Juan Casiano (+hacia el 435) es el “teórico” del monacato occidental. Discípulo aventajado de Evagrio Póntico (al cual, sin embargo, nunca menciona), supo adaptar las enseñanzas de éste a las necesidades del espíritu latino. En sus obras: Instituciones y Conferencias (o Colaciones), puso los fundamentos para una nueva espiritualidad cristiana occidental.

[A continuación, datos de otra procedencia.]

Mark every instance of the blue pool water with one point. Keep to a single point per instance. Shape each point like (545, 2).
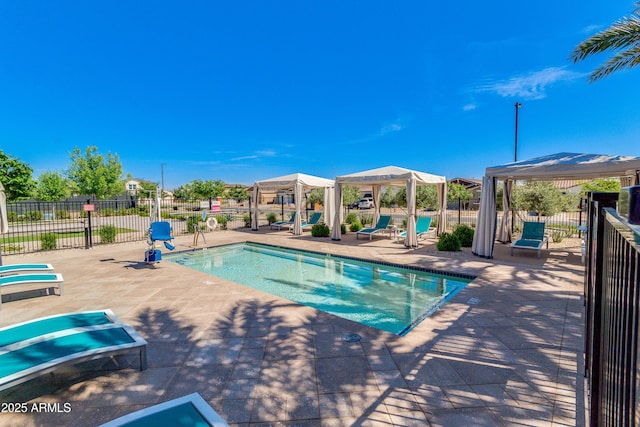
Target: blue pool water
(386, 297)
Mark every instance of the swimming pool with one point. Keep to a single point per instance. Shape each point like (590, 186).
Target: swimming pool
(389, 297)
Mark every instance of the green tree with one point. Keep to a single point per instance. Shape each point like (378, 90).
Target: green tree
(603, 185)
(184, 192)
(350, 194)
(95, 175)
(316, 196)
(622, 38)
(208, 189)
(238, 193)
(16, 177)
(51, 187)
(540, 197)
(458, 193)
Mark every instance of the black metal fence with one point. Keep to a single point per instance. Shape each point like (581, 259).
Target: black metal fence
(612, 327)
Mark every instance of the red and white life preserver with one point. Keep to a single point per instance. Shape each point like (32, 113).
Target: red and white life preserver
(212, 223)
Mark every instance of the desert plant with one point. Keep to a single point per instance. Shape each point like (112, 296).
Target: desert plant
(448, 242)
(192, 223)
(351, 218)
(271, 217)
(355, 226)
(108, 234)
(222, 221)
(464, 233)
(320, 230)
(48, 241)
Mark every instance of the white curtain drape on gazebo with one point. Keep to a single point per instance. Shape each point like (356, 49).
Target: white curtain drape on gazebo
(390, 176)
(504, 235)
(576, 166)
(296, 182)
(4, 222)
(411, 240)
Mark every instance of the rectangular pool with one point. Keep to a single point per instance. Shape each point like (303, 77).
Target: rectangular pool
(389, 297)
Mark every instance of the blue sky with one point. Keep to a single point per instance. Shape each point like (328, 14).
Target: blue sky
(249, 90)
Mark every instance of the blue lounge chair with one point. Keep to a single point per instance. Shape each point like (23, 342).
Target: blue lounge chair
(34, 348)
(31, 279)
(315, 218)
(381, 226)
(191, 410)
(532, 237)
(423, 227)
(6, 270)
(281, 224)
(160, 231)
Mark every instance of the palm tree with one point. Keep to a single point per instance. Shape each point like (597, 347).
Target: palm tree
(623, 37)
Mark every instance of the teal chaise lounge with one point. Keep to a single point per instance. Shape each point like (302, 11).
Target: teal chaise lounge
(532, 237)
(381, 226)
(191, 410)
(40, 346)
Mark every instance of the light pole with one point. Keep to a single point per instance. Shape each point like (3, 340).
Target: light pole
(515, 151)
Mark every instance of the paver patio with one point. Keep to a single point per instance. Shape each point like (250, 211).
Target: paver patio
(506, 351)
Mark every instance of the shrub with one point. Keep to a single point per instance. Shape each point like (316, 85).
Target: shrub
(271, 217)
(351, 218)
(464, 233)
(192, 223)
(108, 234)
(63, 214)
(222, 221)
(48, 241)
(320, 230)
(355, 226)
(34, 216)
(448, 242)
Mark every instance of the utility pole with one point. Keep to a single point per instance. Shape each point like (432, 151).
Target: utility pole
(515, 151)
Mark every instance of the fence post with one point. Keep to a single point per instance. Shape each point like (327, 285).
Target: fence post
(593, 292)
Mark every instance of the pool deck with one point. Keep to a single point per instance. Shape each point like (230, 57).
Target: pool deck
(505, 351)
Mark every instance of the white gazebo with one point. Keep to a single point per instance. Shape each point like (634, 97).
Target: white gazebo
(297, 182)
(398, 177)
(547, 168)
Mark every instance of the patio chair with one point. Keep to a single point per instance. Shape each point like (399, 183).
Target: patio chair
(381, 226)
(532, 237)
(6, 270)
(190, 410)
(35, 348)
(423, 227)
(281, 224)
(31, 279)
(315, 218)
(160, 231)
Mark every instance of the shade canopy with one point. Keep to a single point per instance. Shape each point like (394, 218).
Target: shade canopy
(552, 167)
(297, 182)
(392, 176)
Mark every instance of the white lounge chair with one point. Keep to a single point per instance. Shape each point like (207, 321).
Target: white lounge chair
(31, 279)
(190, 410)
(40, 346)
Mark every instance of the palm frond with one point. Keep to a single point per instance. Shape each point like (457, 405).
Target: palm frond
(621, 34)
(626, 59)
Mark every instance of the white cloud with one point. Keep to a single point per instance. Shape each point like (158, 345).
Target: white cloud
(532, 85)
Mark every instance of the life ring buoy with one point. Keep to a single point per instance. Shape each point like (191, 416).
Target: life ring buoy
(212, 223)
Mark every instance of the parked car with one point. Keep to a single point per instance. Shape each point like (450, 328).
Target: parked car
(366, 203)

«La renuncia (al mundo) no es otra cosa sino la marca de la cruz y de la mortificación..., porque según la palabra del Apóstol, “tú estás crucificado para el mundo, como el mundo lo está para ti” (Ga 6,14)... Y nuestra cruz es el temor del Señor... Por este temor los que se ejercitan en el camino de la perfección, adquieren la conversión, la purificación de sus vicios y la práctica de las virtudes. Una vez que ese temor ha penetrado el espíritu del hombre, entonces engendra el desprecio de todas las cosas, el olvido de los parientes y el horror del mundo. Este desprecio y privación de todos los bienes conduce a la humildad... De la humildad procede la mortificación de las (propias) voluntades. Esta mortificación arranca y saca todos los vicios. La expulsión de los vicios permite que las virtudes fructifiquen y se multipliquen. La fecundidad de las virtudes hace adquirir la pureza de corazón. Por la pureza de corazón se posee la perfección de la caridad apostólica»(8).

Continuación

(1) G. M. Colombás, El monacato primitivo. Hombres, hechos, costumbres, instituciones, Madrid, 1974, pp. 211-214 (BAC 351).
(2) Agustín de Hipona, Sobre las costumbres de la Iglesia católica 1,33,70-71; traducción de Teófilo Prieto en Obras de San Agustín, Madrid 1948, T. IV, pp. 344-345 (BAC 30). Cf. Juan Casiano, Conferencias 8,6,14-15.
(3) Jerónimo, Epístola 52,7 (a Nepociano presbítero; año 394); ed. J. Labourt, Saint Jérôme. Lettres, Paris, Société d'Editions “Les Belles Lettres”, 1951, t. II, pp. 181-182 (Col. des Universités de France).
(4) Sulpicio Severo (+ hacia el 420/25), Diálogos III (II), 10.
(5) Agustín de Hipona, Epístola 48,3 (a Eudoxio abad; hacia el 398); traducción de Lope Cilleruelo en Obras de San Agustín, Madrid 1986, T. VIII, pp. 314-315 (BAC 69).
(6) Agustín de Hipona, Sermón 350/A, 4 (Mai 14); traducción de Pío de Luis en Obras de San Agustín, Madrid 1985, pp. 170-171 (BAC 461). La homilía se puede colocar hacia el 399.
(7) Regla de los Cuatro Padres 1,8-12.15-17; 2,3-4.7-9; traducción en CuadMon 19 (1984), pp. 262-263. Esta Regla fue compuesta, probablemente, a comienzos del siglo V.
(8) Juan Casiano, Instituciones IV, 34.35.39.43; ed. J. C. Guy en Jean Cassien. Institutions Cénobitiques, Paris, pp. 172-175. 178-179. 184-185 (Col. Sources Chrétiennes, 109).